Faia, Adega Machado, s.d.

Os bonecos em madeira de Tom (Thomaz de Mello, 1906-1990) desempenharam um papel importante na propaganda dos valores do Estado Novo, quer na decoração de habitações particulares quer em feiras internacionais e exposições de artes decorativas. Com o patrocínio do SPN, Tom inicia a coleção em 1939, com uma dezena de figuras onde pontuam o pastor de Trás-os-Montes, a varina, a florista, a lavadeira dos arredores de Lisboa, raparigas da Estremadura e do Minho, uma pastora e uma ceifeira. O sucesso pode medir-se também pela sua extensão a séries dedicadas a marcas e estabelecimentos comerciais, como a SACOR, Loja das Meias, Adega Machado ou os perfumes Nally. Ou a inúmeras réplicas de autoria nem sempre esclarecida. Tom não deixa memória exata sobre a criação dos seus bonecos mas em artigo da revista Renascença, de 1 de janeiro de 1940, o escritor e jornalista Adolfo Simões Müller, com quem Tom já se tinha cruzado na revista infantil O Papagaio, dá notícia do arranque da coleção e anuncia para muito breve a produção de um presépio e de uma Nau Catrineta. Em Wooden figures by Tom, folheto-catálogo posterior mas de data incerta, é apresentada uma série contínua de 36 figuras e, com numeração avulsa, muitas outras, como um par fadista, Luís de Camões, e uma banda filarmónica, numerada de 101 a 110.

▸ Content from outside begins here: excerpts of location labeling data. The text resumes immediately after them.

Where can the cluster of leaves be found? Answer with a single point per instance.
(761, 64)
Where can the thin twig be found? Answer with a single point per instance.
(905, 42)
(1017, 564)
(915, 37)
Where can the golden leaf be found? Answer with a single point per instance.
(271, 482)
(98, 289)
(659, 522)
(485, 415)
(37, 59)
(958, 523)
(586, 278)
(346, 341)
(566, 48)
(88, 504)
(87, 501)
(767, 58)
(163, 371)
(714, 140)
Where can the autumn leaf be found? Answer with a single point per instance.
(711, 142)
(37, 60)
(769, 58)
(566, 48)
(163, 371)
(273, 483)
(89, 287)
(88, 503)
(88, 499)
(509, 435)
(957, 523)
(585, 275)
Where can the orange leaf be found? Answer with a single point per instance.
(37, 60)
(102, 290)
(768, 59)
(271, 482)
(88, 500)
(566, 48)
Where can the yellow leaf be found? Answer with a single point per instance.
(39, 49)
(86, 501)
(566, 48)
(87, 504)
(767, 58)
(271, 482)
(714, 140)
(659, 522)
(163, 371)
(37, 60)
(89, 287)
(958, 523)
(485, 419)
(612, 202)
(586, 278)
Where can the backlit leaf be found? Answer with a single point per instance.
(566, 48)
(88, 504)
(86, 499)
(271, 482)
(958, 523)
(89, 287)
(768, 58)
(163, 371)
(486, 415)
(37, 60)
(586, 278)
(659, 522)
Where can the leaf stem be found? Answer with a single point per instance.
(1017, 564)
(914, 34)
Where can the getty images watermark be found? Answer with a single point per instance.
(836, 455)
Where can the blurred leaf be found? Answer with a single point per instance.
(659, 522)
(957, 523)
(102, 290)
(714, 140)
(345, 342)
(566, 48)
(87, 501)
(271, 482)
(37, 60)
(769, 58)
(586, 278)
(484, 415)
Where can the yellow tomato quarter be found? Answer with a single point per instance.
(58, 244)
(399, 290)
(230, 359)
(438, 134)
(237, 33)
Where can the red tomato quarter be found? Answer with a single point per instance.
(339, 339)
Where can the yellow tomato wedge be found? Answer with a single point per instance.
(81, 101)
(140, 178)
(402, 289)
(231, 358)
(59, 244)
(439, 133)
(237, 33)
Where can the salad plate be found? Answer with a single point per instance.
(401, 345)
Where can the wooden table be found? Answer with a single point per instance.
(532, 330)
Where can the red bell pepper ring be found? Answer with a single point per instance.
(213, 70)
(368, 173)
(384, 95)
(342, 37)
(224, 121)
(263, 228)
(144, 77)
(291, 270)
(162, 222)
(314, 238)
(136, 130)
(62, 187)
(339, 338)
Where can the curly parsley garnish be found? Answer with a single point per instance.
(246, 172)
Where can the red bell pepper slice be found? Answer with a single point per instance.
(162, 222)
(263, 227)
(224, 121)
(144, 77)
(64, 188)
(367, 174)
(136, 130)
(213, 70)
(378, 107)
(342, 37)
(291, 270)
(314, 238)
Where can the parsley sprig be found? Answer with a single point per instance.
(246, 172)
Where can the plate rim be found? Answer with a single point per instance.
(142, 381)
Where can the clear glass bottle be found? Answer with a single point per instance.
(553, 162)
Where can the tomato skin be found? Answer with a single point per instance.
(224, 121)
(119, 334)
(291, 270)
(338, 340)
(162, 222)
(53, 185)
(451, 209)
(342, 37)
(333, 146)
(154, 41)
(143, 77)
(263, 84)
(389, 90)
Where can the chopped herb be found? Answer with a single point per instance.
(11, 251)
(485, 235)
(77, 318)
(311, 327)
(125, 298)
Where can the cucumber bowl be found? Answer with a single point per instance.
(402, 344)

Bonecos em madeira, primeira série, c. 1939
Bonecos em madeira, primeira série, c. 1939
Bonecos em madeira, primeira série, c. 1939
Portuguese Wooden Figures, folheto-catálogo, c. 1940
Calendário SACOR, marinheiro, s.d.

Gradualmente, os bonecos em madeira de Tom vão ampliando a sua notoriedade, tornando-se presença assídua nos projetos de decoração do próprio Tom e na difusão do artesanato nacional em feiras e exposições, como a de Chicago, em 1950. Os bonecos em madeira ao torno não são uma invenção de Tom. Para além da influência de bonecos de outras paragens, da União Soviética à Suiça, talentosos decoradores como Fred Kradolfer, Carlos Botelho ou Bernardo Marques criam bonecos, geometricamente simplificados e sem qualquer pintura realista, para a decoração de dioramas e infografias tridimensionais nas exposições patrocinadas por organismos oficiais e empresas privadas ao longo dos anos 30. A componente lúdica dos bonecos de madeira é gradual e está presente de forma mais acentuada, nos bonecos de um outro relevante artista, Piló, cujo dinamismo escultural e proporções anatómicas acentuam o seu papel de «caricatura em volume», expressão usada também para caraterizar as figuras tridimensionais de Zé Penicheiro, que se entretém a retratar a fauna humana do litoral norte. Embora menos ambiciosas e sistemáticas, as abordagens de Piló e Zé Penicheiro têm semelhanças com a de Tom, propondo uma iconografia assente em tipos identitários da cultura e tradição portuguesas.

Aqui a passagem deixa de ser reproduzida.